Had I expected her to say something maudlin like “Oh, Dagny, thank God you’ve come,” I’d have been disappointed. The first words out of her mouth were, “There’re knives in the kitchen.” I didn’t delay. I jerked open drawer after drawer until I found a serrated steak knife. She was bound hand and foot to the bed frame with nylon rope strong enough to tow a car. It took a long minute to saw through and remove all her fetters. I didn’t want her encumbered as we fled.
“Can you walk?” I asked, cutting through the last strands.
She stood up shakily, balancing herself on a bedpost. She rasped, “Let’s fuckin’ book.” She stumbled through the bamboo curtain. I supported her by the elbow until we reached the door. She shrugged herself free.
I said, “Okay, then. We’ll turn left out the door, then left again to the rear and into the woods—no hesitation. Are you game?”
Lucy took some deep breaths, bit her lip, and nodded her assent.

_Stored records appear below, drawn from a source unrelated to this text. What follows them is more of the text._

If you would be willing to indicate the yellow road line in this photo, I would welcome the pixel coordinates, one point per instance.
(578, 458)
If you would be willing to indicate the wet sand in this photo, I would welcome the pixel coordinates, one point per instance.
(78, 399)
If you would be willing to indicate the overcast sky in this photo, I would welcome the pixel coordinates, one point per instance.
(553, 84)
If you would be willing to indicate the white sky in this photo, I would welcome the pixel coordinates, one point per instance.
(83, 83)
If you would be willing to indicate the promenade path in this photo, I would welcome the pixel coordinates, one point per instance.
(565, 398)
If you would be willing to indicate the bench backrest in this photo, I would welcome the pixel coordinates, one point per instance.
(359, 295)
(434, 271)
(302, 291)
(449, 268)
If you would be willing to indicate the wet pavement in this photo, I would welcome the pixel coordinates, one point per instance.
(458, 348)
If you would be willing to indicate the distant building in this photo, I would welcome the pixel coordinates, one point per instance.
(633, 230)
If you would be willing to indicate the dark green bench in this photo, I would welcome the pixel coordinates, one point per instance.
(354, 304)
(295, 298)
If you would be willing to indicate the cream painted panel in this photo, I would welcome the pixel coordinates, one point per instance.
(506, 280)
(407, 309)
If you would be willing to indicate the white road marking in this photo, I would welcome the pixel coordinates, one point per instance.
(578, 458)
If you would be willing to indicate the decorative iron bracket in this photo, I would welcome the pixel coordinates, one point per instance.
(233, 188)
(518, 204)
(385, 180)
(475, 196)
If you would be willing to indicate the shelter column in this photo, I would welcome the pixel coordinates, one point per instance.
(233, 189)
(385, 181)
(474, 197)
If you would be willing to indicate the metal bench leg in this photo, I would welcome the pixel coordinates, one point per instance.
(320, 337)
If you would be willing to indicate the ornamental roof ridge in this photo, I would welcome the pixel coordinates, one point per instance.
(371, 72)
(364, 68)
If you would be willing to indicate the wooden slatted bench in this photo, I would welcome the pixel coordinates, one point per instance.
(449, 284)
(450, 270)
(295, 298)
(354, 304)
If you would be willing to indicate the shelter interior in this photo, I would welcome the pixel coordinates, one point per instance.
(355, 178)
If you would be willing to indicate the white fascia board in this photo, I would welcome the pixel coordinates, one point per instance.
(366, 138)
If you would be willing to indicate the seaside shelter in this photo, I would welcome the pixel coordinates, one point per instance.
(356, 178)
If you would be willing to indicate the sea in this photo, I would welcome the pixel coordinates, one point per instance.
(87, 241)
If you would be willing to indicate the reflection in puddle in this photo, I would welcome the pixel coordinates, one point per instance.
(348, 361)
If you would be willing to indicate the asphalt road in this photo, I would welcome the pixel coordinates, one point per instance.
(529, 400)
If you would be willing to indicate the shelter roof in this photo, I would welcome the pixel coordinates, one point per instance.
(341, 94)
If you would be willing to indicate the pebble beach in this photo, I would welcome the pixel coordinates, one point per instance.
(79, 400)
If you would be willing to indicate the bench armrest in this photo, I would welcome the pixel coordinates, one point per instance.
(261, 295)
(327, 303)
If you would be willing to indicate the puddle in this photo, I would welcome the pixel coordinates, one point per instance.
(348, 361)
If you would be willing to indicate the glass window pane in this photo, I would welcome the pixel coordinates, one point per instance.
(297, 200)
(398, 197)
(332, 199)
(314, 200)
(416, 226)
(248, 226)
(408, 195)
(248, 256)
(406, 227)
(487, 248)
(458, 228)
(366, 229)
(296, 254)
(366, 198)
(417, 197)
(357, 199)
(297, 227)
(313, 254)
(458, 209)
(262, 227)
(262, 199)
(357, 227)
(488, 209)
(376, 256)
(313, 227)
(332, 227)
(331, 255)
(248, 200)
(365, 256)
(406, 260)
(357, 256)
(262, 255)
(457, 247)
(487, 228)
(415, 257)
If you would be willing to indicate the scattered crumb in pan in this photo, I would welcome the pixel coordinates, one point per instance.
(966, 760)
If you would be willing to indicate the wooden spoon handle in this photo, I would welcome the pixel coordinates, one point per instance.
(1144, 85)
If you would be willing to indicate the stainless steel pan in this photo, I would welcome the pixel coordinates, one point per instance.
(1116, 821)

I opened the door a smidge. Still no sign of him. “On three,” I whispered. “You go first. One, two, three.” We sidled out the door. I gave Lucy a gentle push of encouragement, then pulled the door closed silently behind me and followed. Within seconds we were high-hoofing through the woods as noiselessly as we could.
Our shadows were in front of us, and as it was nearly noon, it meant we were heading north. I turned to put the shadows on our left. East, in a half a mile, was the road. I was out of breath, as much from anxiety as from running. Lucy was faltering, too. I slowed us to a walk, finger to lips indicating we weren’t out of the metaphorical woods yet.